First Black American Cardinal said he hopes to begin on "positive" note with Biden after contentious relationship with Trump
Archbishop Wilton Gregory of Washington D.C. will make history on Saturday when Pope Francis formally adds him to the College of Cardinals — the first Black American to hold that rank. As he self-quarantined in Rome following his arrival, Gregory told CBS News' Chris Livesay he was "very much surprised" by his ascension.
"I got a phone call at 6:30 in the morning… that's how I found out," Gregory said.
Known for being outspoken on some of the most pressing issues facing both the Catholic Church and the country, Gregory is used to being a trailblazer. He converted to Catholicism in 1958 as his parochial school in Chicago underwent racial integration, and white flight.
"There were White kids transferring out and Black kids transferring in," he recalled. "So at the end of sixth grade, there were then only about six or seven White kids left and the rest were African American students."
Since entering the priesthood, a keystone of Gregory's ministry has been welcoming diversity, including the LGBTQ+ community.
One of his most forceful stands has been against the leadership at the White House.
Gregory called it "baffling" and "reprehensible" when President Trump visited the St. John Paul II National Shrine in Washington a day after protesters were forced away so the president — bible in hand — could pose in front of St.
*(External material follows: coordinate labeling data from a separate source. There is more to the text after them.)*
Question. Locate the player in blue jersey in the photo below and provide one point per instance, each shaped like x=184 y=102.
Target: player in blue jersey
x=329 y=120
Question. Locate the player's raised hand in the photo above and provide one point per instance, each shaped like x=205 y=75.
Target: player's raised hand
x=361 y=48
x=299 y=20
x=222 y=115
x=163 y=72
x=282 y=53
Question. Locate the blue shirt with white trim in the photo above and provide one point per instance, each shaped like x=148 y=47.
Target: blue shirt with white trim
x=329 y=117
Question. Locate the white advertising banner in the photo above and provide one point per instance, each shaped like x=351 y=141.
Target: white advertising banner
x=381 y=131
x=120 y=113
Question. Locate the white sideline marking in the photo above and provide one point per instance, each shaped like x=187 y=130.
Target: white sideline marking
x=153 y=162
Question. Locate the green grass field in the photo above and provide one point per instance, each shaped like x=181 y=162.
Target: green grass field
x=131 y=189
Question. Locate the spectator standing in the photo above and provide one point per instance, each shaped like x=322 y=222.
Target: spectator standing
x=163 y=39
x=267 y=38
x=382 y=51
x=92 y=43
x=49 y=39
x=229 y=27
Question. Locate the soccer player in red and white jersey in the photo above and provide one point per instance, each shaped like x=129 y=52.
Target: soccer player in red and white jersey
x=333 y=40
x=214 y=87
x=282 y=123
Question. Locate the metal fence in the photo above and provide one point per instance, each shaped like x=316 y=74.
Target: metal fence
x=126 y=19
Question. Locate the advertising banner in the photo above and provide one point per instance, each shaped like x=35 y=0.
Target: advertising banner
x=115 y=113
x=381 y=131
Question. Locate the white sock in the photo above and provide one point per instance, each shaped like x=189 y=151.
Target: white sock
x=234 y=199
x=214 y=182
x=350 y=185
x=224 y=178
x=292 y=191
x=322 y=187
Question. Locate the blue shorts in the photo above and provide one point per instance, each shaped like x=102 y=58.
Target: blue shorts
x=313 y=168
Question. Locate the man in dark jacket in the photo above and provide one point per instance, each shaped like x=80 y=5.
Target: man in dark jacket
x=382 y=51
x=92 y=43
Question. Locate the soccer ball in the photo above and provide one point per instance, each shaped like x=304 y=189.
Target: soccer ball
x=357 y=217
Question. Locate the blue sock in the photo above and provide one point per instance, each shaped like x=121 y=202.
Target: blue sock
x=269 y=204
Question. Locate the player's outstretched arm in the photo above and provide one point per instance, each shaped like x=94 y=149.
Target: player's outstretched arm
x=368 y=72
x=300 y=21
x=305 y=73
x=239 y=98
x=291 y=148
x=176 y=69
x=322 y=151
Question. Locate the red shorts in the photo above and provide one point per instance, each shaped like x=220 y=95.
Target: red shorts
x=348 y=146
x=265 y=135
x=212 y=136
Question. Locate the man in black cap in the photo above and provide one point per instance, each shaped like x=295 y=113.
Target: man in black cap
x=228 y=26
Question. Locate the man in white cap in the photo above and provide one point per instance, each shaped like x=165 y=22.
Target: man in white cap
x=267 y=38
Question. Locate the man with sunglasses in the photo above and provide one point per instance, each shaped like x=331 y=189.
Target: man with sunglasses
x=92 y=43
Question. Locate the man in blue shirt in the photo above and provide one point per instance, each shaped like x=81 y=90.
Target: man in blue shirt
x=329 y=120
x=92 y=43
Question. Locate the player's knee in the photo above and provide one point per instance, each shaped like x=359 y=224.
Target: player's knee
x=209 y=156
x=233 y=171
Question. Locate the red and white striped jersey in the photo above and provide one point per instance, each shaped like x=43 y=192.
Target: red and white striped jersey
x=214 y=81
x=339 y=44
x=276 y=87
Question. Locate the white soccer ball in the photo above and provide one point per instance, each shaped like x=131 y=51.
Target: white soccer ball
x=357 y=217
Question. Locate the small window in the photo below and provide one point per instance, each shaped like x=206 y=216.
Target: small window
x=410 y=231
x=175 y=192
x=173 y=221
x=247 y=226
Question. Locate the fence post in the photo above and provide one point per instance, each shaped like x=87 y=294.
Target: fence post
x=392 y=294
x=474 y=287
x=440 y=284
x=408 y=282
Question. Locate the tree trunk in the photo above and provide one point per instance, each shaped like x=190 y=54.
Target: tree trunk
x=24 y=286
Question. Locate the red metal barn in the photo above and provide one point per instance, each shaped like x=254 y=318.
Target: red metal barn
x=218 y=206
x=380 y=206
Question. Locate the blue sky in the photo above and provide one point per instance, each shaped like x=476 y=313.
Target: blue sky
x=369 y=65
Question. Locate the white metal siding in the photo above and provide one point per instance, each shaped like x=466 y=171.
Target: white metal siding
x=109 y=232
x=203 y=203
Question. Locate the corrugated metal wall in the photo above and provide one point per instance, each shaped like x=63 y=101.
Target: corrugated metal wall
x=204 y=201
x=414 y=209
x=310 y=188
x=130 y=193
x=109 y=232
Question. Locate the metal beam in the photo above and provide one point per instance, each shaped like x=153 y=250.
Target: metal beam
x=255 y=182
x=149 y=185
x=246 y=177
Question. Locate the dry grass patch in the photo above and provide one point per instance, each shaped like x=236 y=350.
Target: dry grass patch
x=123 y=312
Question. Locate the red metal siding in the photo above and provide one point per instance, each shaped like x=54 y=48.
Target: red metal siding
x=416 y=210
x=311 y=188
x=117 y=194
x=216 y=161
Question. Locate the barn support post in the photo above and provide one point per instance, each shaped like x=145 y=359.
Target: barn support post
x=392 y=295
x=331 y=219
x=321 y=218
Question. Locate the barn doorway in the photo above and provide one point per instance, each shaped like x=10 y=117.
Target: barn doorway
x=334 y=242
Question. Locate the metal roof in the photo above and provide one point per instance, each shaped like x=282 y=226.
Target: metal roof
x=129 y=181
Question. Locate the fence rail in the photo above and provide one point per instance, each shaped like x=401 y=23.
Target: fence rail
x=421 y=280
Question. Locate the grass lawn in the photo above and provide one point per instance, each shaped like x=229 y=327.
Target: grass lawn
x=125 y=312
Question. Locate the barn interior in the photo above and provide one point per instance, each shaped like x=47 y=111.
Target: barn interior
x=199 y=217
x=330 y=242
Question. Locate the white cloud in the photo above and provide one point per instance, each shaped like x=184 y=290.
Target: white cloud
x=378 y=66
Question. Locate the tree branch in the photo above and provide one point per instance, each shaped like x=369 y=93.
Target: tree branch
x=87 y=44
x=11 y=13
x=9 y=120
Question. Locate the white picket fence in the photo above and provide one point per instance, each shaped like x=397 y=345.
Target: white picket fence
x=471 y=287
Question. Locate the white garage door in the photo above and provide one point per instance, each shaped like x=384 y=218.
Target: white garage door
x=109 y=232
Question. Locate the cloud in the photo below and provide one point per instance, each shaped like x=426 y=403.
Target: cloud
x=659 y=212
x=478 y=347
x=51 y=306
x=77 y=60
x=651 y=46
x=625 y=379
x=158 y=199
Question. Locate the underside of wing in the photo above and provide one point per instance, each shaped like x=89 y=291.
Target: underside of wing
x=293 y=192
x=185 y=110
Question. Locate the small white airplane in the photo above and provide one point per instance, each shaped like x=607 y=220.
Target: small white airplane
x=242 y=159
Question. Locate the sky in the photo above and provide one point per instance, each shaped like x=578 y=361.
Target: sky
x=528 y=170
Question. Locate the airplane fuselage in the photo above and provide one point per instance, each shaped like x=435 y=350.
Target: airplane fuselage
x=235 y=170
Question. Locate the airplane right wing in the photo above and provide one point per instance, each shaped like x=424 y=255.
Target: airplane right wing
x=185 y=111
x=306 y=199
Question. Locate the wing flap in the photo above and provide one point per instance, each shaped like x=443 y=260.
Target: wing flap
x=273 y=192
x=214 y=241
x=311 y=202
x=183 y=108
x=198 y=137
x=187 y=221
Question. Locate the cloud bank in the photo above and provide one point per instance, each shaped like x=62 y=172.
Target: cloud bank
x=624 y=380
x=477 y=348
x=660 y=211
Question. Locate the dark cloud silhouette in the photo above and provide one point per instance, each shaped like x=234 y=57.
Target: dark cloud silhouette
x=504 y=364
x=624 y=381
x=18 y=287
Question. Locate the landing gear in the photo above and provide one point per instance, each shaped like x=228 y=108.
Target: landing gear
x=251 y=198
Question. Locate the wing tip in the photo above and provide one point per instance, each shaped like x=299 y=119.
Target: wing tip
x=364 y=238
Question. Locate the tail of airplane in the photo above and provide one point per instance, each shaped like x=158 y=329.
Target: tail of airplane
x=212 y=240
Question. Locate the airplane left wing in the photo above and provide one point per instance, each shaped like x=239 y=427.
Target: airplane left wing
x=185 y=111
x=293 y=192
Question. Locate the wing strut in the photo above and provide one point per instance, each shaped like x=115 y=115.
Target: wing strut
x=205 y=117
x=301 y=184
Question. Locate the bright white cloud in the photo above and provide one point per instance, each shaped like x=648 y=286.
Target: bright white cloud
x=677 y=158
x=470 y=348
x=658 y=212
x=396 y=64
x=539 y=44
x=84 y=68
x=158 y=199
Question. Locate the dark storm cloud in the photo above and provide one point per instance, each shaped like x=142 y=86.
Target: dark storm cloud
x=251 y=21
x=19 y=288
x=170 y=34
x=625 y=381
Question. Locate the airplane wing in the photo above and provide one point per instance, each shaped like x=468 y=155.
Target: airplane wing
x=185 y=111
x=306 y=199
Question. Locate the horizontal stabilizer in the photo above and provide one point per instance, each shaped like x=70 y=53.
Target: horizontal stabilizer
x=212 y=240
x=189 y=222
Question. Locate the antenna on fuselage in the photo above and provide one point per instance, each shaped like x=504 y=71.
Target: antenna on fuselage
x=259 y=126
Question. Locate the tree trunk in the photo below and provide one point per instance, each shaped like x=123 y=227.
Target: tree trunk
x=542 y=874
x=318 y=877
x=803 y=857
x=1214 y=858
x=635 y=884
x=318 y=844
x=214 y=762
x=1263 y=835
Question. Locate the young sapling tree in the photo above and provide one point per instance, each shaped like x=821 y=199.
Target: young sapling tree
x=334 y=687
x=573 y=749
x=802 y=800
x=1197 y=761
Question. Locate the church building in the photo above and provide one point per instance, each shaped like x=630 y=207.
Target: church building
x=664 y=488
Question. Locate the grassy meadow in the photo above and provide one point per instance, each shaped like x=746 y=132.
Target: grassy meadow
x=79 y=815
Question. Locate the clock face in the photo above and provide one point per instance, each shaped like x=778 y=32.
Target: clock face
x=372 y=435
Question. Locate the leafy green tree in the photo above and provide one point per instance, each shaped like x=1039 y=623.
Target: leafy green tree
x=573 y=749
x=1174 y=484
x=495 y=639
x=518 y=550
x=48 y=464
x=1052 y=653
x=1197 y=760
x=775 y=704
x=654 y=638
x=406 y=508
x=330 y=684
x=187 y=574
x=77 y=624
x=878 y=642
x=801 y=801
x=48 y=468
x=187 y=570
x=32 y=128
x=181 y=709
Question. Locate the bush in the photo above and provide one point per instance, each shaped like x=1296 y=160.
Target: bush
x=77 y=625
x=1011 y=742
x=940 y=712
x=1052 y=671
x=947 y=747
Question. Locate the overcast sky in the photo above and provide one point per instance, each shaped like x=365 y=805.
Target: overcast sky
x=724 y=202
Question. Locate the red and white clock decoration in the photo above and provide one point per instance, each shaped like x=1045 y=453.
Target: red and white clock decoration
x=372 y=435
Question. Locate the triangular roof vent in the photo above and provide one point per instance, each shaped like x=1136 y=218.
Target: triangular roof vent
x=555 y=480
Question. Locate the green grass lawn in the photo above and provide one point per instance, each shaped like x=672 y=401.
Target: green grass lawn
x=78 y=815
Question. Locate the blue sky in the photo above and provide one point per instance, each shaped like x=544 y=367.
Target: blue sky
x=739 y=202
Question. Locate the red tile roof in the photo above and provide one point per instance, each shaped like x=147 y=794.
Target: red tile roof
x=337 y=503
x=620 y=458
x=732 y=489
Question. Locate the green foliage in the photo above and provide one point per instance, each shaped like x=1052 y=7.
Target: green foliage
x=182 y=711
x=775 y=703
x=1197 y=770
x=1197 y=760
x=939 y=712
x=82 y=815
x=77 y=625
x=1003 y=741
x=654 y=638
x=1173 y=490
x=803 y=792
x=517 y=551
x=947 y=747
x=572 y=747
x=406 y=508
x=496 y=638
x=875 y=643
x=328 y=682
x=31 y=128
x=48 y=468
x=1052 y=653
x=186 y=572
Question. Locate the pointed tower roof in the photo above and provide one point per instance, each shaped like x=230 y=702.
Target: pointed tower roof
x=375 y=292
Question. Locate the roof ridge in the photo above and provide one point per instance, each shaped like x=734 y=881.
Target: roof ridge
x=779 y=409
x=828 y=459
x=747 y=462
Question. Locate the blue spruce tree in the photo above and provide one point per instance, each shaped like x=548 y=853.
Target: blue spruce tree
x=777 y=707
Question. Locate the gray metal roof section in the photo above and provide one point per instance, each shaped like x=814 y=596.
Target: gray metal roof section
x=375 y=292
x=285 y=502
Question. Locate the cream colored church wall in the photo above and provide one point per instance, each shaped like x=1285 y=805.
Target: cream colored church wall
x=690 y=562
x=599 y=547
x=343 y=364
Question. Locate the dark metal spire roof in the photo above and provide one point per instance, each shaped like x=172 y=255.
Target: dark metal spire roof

John's Episcopal Church.
While they don't share all the same views — most notably on abortion — Gregory hopes to build a very different relationship with President-elect Joe Biden, who will become the second Catholic president in U.S. history when he's sworn in on January 20.
"I want to begin whatever conversations ensue in a positive vein, rather than in an adversarial mode," he said.
Gregory really stepped up as a leader amid the Catholic Church's biggest disgrace, priest sex abuse. While leading the U.S. Bishops Conference, he championed a zero-tolerance policy to remove offending clerics from ministry.
He was named Archbishop of Washington, D.C. the same year that one of his predecessors, Theodore McCarrick, was defrocked for sex abuse, a scandal that culminated just this month with a ground-breaking Vatican report.
At the time, the new archbishop vowed to offer hope and rebuild trust in the system.
"Let's be honest… it revealed some awful events and huge mistakes on the part of Church leadership," Gregory said.